Photos by Megan Gray.
Our first full week of the Spring 2021 banding season is complete! All 50 nets have been set up and we’ve caught 109 new birds and processed 126 recaptures. We started the season with 25 species; a combination of wintering species, residents that breed on the property, and a few early migrants. After a few warm days at Manomet, some definitive signs of spring have appeared. Tree Swallows over the bogs have been flying low in search of insects and nest boxes and a pair of Mallards have been seen flying between the different bogs on the property and Scoke’s Pond (We’re hoping that they’ll nest nearby and that we’ll see ducklings at some point this spring!).
We finished setting up nets on Monday and caught several ‘firsts-of-season’ (FOS: our first capture of any species that season) including a Red-winged Blackbird and a Blue-gray Gnatcatcher.
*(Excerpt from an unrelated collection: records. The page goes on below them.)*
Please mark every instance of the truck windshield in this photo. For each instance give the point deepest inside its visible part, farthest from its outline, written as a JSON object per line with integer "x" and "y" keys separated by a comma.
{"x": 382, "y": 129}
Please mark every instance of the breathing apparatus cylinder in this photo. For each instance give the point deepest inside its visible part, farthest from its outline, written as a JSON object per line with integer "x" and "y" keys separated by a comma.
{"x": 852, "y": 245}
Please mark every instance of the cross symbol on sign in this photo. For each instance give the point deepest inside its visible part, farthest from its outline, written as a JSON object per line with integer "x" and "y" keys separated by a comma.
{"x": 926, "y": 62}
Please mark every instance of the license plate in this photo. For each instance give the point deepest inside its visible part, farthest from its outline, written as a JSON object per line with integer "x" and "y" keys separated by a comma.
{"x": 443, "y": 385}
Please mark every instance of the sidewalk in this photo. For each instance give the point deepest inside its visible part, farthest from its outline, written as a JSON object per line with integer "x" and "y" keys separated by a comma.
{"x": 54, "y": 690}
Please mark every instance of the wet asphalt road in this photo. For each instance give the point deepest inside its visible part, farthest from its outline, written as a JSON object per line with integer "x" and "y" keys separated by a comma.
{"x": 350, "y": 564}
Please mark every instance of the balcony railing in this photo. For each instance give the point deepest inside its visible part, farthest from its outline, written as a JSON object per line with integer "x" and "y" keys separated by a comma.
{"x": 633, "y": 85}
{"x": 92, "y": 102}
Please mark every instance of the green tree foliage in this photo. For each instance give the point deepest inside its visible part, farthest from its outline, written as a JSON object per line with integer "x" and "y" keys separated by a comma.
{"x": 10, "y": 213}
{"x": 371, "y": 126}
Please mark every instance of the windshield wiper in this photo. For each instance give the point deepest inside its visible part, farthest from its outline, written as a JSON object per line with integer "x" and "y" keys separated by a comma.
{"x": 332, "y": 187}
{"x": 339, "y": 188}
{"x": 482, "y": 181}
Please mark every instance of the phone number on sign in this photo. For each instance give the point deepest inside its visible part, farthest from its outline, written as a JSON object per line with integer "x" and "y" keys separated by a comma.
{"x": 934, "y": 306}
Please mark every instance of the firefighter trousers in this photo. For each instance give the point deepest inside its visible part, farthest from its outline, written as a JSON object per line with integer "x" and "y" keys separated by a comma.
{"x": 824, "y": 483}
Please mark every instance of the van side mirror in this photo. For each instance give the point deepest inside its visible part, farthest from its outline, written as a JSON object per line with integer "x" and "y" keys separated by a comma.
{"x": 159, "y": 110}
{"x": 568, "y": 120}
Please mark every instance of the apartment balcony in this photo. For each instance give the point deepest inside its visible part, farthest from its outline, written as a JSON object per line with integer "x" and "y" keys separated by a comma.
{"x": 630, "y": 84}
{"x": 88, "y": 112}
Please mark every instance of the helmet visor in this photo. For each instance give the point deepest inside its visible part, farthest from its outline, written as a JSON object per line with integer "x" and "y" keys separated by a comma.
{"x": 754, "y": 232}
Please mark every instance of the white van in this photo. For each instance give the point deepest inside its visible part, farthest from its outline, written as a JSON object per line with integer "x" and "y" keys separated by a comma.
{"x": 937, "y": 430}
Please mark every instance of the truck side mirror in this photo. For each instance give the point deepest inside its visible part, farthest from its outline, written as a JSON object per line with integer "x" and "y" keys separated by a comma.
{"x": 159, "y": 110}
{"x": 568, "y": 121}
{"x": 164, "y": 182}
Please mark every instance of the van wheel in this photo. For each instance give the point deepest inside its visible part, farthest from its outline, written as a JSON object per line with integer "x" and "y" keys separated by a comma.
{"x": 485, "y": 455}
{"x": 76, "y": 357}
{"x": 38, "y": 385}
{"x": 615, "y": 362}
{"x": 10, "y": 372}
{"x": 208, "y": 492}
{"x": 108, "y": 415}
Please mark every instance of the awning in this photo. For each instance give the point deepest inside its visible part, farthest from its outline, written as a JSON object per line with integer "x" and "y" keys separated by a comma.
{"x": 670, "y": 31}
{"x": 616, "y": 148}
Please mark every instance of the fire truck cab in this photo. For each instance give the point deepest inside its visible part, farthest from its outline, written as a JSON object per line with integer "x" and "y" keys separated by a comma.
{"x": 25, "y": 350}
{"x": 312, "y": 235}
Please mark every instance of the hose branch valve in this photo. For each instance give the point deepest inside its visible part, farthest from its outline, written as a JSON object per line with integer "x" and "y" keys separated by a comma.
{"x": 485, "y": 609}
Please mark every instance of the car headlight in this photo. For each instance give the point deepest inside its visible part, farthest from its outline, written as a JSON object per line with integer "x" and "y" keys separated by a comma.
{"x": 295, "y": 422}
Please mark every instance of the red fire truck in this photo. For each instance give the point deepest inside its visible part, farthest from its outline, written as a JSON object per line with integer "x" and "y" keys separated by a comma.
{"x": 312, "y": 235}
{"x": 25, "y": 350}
The delicate gnatcatcher had been calling along the bluff just a few hours before, but they usually stay high in the canopy so we don’t catch them often. The Belted Kingfishers have returned to Manomet and seem to be in the process of constructing a new nesting burrow in the side of the bluff. While closing, Megan and Amy surprised one of the kingfishers and it dropped a rock it had been carrying, possibly from its burrow excavation.
On Tuesday, we opened all 50 nets for the first time. It was calm and we had light southwest winds overnight, bringing a few new birds to the nets. On our first net run, we caught two Ruby-crowned Kinglets and three Palm Warblers along the bluff. During the afternoon, as we closed, Sarah found an American Toad nestled in the leaves near the bogs. Almost every day when it was warm enough this week, we heard the melodic trill of toads calling from the ‘Big Bog.’ During warm evenings on the Holmes Farm, the Spring Peepers and Gray Tree Frogs take over and trill in an almost deafening chorus as they try to entice females to mate with them.